F. Commercial papers and financial debt-notes issued by financial institutions are evaluated based on the prices by more than two credit rating agencies.

G. OTC derivatives and commodities assets are evaluated by the prices based on the pricing method submitted to the FSC by asset managers.

 
 
4. Establishment, Partial Cancellation, Settlement of Accounts, and Termination
 

A. Establishment and Partial Cancellation

  1. Initial Establishment (Issue)

    At the time of the initial establishment of an investment trust, the trust funds are deposited and the beneficial certificates are issued. At such time, the initial NAV per unit will be 1,000 won for the standard amount of 1,000 units.

  2. Additional Establishment (Additional Issue)

    Additional establishment of units refers to the issue of additional units upon request, followed by the deposit of funds. The NAV per unit used for the issue of additional units is determined by dividing the total NAV by the total number of outstanding units of the trust on the day before the date of establishment.

  3. Partial Cancellation of Units

    To respond to the redemption of units by investors, the original number of units established is reduced to establish reserves for the partial cancellation of units and related fees. The partial cancellation amount is calculated by dividing the total NAV of the trust by the outstanding number of units and multiplying the result by the number of units to be cancelled. The fees are calculated by dividing the number of units to be cancelled by the number of outstanding units and multiplying the result by any unpaid fees related to the trust's management.

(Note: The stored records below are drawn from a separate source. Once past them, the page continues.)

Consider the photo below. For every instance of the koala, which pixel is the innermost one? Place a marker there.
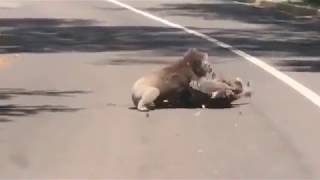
(217, 92)
(170, 82)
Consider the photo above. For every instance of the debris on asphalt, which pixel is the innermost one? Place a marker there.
(197, 113)
(200, 151)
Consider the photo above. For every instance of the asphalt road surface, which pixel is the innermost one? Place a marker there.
(67, 67)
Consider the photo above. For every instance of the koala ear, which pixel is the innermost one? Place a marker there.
(190, 51)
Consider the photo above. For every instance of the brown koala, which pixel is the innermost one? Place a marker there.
(170, 82)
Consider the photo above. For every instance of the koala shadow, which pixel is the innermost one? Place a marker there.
(212, 104)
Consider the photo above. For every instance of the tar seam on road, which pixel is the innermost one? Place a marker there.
(306, 92)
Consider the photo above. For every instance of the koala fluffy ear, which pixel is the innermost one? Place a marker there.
(190, 51)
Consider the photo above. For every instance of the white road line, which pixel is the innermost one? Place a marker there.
(306, 92)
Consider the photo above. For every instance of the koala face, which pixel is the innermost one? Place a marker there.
(199, 62)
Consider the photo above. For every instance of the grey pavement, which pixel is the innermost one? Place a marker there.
(67, 67)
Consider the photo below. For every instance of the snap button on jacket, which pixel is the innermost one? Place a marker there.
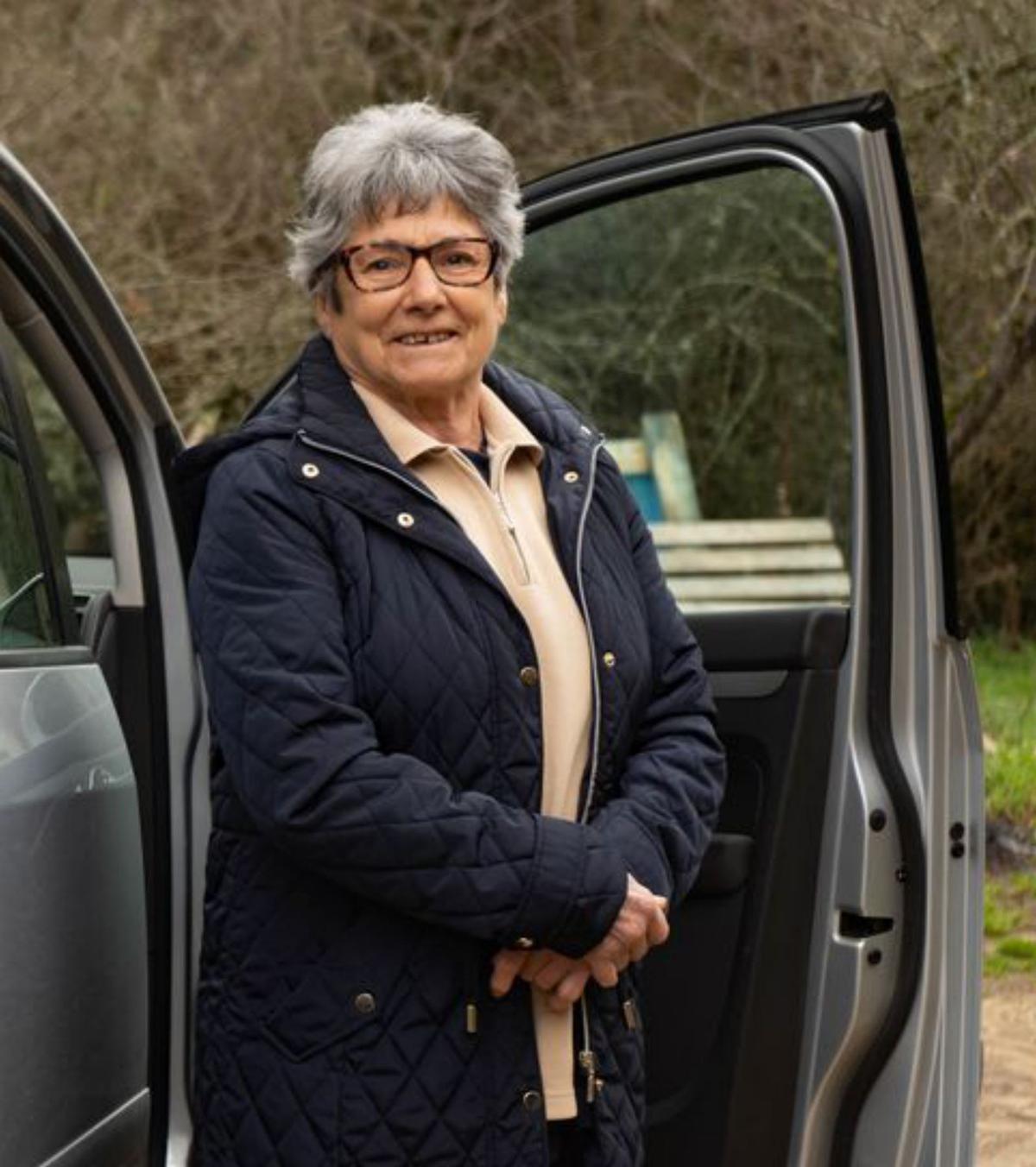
(375, 836)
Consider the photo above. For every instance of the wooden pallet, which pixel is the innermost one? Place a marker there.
(717, 564)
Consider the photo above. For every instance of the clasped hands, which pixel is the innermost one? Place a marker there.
(640, 925)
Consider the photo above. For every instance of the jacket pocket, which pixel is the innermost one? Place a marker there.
(325, 1008)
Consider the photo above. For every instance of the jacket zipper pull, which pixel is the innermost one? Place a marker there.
(588, 1063)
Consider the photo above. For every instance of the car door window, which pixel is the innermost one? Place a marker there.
(26, 617)
(75, 486)
(701, 328)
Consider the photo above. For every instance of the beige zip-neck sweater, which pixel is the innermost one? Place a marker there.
(507, 520)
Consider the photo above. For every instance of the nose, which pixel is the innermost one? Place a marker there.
(422, 286)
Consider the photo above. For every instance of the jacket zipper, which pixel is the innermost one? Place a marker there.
(587, 1057)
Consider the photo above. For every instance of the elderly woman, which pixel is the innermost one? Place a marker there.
(469, 747)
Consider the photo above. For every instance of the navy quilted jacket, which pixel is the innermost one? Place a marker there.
(376, 836)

B. Settlement of Accounts and Termination

  1. Settlement of Accounts

    At the end of a trust's accounting period, as prescribed by the trust deed, the amount of dividend payable is calculated by deducting all expenses from gains available for distribution. The NAV and taxable NAV of the trust are reduced in order to reflect the amount of dividend that will be paid. In general, domestic investment trusts distribute almost the entire amount of gains available for dividend distribution and the dividend amount is subject to withholding taxes.

  2. Termination

    A termination refers to the distribution of the total assets of a trust among its investors at the time of the maturity of the trust or the complete cancellation of units. At such time, all securities or assets held in the trust that can be liquidated should be converted into cash, and the amount distributed will be subject to withholding tax on any income gains generated.
 
 
5. Accounting of Trust Fees
 

   There are three types of trust fees: the management fee, the sales fee or sales commission, and the trustee fee. The management fee is paid to the management company for establishing, operating, and managing the investment trust; the sales fee is paid to the distributor for the sales of the trust and administration for investors; and the trustee fee is paid to the trustee for administration of the investment trust and safekeeping of the portfolio securities. The trust fees are calculated by multiplying the daily total NAV by the percentage fee as provided in the trust deed. These fees accrue on a daily basis as trust liabilities and are paid out as expenses periodically as provided in the trust deed.

   Although there was a regulation regarding fees including management, trustee, and distributor fees, it has been removed except for parts relating to the sales fee and sales loads. The sales fee cannot exceed 5% of the average annual assets, while sales commission/loads have a maximum limit of 5% of the subscription amount in case of front-end sales load and 5% of the subscription or redemption amount in case of deferred sales loads.